Another former employee showed Stark how to hold the brush to create the rich shadows that marked the Golden Age of Disney films. Thanks to such revelations, Stark and his staff are able to achieve such effects as sprinkling Tinker Bell with authentic-looking pixie dust.

Stark Passed the 'Dragon' Test

David Pacheco, creative director for Walt Disney Art Classics, said he calls Stark to answer such questions as the precise color of Snow White's shoes. Stark also cares for Pacheco's personal collection. The first time, Pacheco tested Stark by removing a tiny chip of paint from a cel from "The Reluctant Dragon" that needed restoration.

"It was so pristine, it was beautiful," Pacheco said of the cel Stark sent back. Moreover, the restored paint matched the original chip perfectly. "That's it," Pacheco decided. "Whatever in my collection needs restoration, he's got it."
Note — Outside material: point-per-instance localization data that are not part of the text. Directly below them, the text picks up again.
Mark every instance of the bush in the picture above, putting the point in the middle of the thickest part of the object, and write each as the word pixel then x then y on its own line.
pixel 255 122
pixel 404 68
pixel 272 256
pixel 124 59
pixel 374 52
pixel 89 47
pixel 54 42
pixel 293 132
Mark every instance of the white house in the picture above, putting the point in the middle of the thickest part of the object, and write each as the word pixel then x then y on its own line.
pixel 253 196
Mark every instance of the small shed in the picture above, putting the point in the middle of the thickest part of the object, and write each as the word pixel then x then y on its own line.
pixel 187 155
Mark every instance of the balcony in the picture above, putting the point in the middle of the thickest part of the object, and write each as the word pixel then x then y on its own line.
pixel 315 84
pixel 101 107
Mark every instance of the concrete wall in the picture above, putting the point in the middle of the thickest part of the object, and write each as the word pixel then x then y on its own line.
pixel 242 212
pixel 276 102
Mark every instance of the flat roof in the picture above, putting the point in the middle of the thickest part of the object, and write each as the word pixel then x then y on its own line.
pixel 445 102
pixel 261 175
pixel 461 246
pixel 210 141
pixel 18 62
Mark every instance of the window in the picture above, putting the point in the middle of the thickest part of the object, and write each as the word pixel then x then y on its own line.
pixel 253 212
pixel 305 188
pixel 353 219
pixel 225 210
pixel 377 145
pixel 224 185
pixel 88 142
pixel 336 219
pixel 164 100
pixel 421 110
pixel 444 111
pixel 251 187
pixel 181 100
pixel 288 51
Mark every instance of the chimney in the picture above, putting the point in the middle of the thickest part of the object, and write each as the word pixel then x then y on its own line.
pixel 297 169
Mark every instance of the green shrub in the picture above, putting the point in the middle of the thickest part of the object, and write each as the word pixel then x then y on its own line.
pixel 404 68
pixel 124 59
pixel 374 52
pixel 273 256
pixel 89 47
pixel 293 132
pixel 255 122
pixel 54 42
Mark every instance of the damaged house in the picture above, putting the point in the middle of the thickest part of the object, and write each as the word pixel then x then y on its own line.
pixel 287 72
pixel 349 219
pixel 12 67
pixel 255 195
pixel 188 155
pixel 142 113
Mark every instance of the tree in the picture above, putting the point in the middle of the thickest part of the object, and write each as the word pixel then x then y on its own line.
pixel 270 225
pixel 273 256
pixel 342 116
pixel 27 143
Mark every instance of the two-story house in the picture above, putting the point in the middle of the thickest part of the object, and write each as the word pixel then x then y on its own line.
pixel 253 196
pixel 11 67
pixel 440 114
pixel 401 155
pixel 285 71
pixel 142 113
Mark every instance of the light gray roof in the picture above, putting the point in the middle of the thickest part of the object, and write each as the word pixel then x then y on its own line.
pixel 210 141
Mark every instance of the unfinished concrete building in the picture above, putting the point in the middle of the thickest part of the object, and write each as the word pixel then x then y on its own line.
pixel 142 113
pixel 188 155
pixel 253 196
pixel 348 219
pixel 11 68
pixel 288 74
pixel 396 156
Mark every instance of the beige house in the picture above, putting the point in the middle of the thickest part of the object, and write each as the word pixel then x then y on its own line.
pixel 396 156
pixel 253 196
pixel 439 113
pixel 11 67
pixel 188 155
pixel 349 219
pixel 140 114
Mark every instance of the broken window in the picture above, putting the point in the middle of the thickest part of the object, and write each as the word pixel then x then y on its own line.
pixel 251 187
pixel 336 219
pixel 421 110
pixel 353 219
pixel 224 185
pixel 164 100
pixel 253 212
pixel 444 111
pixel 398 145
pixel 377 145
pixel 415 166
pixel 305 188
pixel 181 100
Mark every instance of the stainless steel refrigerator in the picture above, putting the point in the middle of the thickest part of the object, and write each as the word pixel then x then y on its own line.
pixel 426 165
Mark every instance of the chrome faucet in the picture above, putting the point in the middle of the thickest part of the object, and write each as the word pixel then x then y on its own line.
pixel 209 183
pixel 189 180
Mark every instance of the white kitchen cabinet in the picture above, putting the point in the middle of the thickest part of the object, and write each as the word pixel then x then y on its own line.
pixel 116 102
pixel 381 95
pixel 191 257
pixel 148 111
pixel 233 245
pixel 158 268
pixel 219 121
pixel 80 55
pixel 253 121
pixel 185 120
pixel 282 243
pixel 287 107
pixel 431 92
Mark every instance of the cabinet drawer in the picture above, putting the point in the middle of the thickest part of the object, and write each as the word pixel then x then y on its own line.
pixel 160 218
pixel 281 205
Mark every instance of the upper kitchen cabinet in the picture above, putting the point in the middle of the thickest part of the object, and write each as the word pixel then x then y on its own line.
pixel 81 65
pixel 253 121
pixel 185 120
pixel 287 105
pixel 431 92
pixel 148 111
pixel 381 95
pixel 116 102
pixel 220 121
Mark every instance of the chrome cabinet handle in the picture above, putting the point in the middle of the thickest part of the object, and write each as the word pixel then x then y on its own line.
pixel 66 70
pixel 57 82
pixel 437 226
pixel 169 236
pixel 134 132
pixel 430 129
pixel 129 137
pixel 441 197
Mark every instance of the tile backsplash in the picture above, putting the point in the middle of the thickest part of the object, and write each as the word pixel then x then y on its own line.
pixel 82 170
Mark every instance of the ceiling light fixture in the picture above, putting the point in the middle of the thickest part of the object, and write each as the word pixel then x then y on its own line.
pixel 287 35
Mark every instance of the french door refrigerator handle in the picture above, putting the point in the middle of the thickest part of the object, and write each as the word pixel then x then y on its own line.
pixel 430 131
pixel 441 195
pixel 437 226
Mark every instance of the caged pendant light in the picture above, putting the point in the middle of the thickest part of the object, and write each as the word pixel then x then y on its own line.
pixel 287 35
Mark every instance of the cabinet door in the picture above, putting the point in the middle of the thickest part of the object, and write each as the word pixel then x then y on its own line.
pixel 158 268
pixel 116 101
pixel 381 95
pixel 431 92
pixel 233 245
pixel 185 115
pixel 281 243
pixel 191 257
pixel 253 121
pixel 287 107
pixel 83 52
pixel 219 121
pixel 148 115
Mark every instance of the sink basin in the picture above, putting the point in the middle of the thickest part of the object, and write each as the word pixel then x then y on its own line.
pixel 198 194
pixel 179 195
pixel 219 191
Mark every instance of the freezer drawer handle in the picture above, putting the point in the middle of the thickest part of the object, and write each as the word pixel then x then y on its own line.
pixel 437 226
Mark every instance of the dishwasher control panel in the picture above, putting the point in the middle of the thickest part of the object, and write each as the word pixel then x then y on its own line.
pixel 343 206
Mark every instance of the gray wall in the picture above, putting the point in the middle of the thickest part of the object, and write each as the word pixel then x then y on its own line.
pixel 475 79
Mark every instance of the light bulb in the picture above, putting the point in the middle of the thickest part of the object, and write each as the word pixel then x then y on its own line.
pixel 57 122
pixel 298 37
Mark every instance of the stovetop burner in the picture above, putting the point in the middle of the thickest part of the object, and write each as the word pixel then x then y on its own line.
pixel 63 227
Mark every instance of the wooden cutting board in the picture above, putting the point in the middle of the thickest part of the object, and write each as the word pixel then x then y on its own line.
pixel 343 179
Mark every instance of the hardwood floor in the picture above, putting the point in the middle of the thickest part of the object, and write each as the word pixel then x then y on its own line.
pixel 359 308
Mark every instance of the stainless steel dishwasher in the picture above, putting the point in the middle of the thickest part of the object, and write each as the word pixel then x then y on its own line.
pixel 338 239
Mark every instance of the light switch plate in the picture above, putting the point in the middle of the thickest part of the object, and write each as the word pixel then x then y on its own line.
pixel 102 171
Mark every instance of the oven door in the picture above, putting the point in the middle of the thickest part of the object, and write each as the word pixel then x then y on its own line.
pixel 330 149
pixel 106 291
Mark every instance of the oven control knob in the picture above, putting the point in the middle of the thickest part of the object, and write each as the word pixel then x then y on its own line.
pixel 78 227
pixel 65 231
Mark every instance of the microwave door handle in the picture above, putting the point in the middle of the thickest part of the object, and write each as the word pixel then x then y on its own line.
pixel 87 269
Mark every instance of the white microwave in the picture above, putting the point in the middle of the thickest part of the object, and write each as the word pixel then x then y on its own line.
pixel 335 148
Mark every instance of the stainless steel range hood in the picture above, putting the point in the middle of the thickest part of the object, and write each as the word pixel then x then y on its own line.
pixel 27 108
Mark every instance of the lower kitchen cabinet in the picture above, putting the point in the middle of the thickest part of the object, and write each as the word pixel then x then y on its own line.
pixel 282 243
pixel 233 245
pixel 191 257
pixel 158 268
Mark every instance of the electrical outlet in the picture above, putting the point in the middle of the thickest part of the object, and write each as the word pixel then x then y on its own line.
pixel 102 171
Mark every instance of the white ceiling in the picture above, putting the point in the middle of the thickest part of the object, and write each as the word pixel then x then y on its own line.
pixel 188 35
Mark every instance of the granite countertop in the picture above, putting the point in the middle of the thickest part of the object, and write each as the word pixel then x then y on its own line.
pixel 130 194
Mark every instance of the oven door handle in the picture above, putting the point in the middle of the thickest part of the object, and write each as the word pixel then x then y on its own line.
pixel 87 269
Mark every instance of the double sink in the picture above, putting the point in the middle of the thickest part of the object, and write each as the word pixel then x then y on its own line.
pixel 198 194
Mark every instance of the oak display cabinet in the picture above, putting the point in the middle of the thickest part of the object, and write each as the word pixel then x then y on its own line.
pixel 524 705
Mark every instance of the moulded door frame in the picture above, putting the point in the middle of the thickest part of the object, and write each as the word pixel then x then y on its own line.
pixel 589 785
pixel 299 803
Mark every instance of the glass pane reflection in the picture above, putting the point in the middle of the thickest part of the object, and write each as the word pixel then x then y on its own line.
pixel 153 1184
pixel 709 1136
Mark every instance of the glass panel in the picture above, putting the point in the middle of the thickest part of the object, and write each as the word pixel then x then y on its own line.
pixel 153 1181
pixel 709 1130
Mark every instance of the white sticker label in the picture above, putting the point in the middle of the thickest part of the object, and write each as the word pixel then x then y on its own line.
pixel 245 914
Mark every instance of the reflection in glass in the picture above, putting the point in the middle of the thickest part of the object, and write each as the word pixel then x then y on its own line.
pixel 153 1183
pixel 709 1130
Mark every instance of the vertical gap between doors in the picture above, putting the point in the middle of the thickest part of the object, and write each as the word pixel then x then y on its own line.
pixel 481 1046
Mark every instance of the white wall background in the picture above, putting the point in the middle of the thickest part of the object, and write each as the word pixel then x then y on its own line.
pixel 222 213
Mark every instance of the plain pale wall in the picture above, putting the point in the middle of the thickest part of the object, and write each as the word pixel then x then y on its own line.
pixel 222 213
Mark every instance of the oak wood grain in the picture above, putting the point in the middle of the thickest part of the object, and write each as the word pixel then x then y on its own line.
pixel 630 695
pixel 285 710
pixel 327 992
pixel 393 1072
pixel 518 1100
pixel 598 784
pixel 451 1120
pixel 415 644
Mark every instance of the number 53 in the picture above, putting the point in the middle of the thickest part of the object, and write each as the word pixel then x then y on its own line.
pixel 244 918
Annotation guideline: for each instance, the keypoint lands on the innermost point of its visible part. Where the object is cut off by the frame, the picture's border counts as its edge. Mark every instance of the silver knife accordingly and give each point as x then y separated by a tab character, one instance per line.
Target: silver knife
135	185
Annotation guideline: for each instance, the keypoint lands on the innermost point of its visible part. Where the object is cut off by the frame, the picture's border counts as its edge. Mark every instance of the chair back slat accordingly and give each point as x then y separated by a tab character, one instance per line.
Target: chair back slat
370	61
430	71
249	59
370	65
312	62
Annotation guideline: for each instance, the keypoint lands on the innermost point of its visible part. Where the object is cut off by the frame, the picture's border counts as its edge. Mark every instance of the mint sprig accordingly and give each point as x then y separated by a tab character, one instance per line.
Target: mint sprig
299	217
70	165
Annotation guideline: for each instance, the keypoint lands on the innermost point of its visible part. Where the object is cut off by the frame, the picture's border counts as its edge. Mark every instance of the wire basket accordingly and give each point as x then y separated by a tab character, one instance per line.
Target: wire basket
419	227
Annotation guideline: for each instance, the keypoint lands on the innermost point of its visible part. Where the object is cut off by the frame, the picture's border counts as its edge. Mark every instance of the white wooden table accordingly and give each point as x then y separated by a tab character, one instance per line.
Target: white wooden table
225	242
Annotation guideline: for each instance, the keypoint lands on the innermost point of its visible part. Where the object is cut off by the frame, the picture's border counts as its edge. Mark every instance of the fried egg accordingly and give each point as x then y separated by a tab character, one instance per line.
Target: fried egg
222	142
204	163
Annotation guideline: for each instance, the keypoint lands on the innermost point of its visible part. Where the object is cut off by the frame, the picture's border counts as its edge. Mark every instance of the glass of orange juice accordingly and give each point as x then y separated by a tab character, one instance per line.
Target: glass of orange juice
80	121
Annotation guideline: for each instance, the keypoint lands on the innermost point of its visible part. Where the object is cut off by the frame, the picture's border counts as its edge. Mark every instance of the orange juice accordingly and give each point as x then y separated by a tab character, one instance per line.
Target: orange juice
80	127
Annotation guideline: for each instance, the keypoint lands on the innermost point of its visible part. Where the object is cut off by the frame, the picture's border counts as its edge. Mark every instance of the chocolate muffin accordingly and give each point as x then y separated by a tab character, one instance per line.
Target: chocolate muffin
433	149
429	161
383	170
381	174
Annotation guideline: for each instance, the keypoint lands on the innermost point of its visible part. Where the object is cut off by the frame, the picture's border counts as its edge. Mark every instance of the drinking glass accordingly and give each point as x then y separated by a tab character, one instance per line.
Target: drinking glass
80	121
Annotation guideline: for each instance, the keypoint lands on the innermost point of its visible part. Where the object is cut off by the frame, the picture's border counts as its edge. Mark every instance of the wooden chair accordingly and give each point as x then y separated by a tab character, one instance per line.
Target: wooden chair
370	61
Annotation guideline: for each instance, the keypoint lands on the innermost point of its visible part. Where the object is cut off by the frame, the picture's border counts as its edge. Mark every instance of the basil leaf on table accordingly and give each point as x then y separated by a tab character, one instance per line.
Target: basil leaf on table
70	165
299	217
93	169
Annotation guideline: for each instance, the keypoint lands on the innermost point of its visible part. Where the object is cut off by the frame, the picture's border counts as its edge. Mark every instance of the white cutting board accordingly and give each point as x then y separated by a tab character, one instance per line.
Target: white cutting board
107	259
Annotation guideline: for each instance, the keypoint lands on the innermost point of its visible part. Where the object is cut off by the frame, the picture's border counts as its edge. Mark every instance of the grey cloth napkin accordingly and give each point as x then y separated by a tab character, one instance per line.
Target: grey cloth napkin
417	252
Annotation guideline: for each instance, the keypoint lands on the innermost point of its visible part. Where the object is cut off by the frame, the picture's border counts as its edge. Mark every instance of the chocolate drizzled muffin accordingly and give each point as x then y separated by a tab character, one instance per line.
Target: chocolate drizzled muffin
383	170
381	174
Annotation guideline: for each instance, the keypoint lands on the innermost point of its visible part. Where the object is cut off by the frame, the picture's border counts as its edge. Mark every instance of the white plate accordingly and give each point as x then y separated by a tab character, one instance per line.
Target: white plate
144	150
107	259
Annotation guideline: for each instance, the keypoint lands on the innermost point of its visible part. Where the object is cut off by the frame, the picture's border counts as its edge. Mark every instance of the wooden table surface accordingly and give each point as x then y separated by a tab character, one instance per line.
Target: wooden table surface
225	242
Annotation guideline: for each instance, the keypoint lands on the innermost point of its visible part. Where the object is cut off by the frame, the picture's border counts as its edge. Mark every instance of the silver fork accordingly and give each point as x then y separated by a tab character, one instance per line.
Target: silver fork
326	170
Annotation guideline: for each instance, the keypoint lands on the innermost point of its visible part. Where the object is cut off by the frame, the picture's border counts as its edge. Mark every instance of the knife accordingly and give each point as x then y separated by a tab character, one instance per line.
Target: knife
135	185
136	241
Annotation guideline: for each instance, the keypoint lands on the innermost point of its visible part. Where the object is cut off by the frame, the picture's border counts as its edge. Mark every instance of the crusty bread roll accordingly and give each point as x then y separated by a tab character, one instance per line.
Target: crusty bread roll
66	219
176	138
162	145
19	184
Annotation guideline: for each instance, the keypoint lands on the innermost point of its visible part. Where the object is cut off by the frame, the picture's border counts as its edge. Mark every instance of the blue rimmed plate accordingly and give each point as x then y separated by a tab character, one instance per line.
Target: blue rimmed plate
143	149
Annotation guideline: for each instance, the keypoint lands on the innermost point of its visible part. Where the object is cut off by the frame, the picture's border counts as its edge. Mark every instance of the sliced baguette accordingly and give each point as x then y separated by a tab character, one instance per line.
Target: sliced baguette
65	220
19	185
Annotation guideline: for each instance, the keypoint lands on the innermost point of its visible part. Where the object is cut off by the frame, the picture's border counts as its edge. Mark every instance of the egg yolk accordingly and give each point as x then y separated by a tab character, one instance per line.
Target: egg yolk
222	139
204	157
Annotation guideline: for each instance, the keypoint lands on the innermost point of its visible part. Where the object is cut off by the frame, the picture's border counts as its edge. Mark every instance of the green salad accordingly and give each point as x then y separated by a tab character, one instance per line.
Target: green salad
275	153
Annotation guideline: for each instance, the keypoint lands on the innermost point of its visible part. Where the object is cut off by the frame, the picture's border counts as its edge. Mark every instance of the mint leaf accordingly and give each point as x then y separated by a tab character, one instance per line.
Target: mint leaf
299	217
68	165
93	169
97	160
A lover of animation art, Stark doesn't collect it himself, although another of his companies holds twice yearly auctions of work consigned to him. He also does appraisals.

Stark said he helped bust a forger of cels and has testified as an expert witness. He told the court in one case that a cel featuring the Seven Dwarfs was worth $7,000, some of which went to the unhappy owner's soon-to-be ex-wife.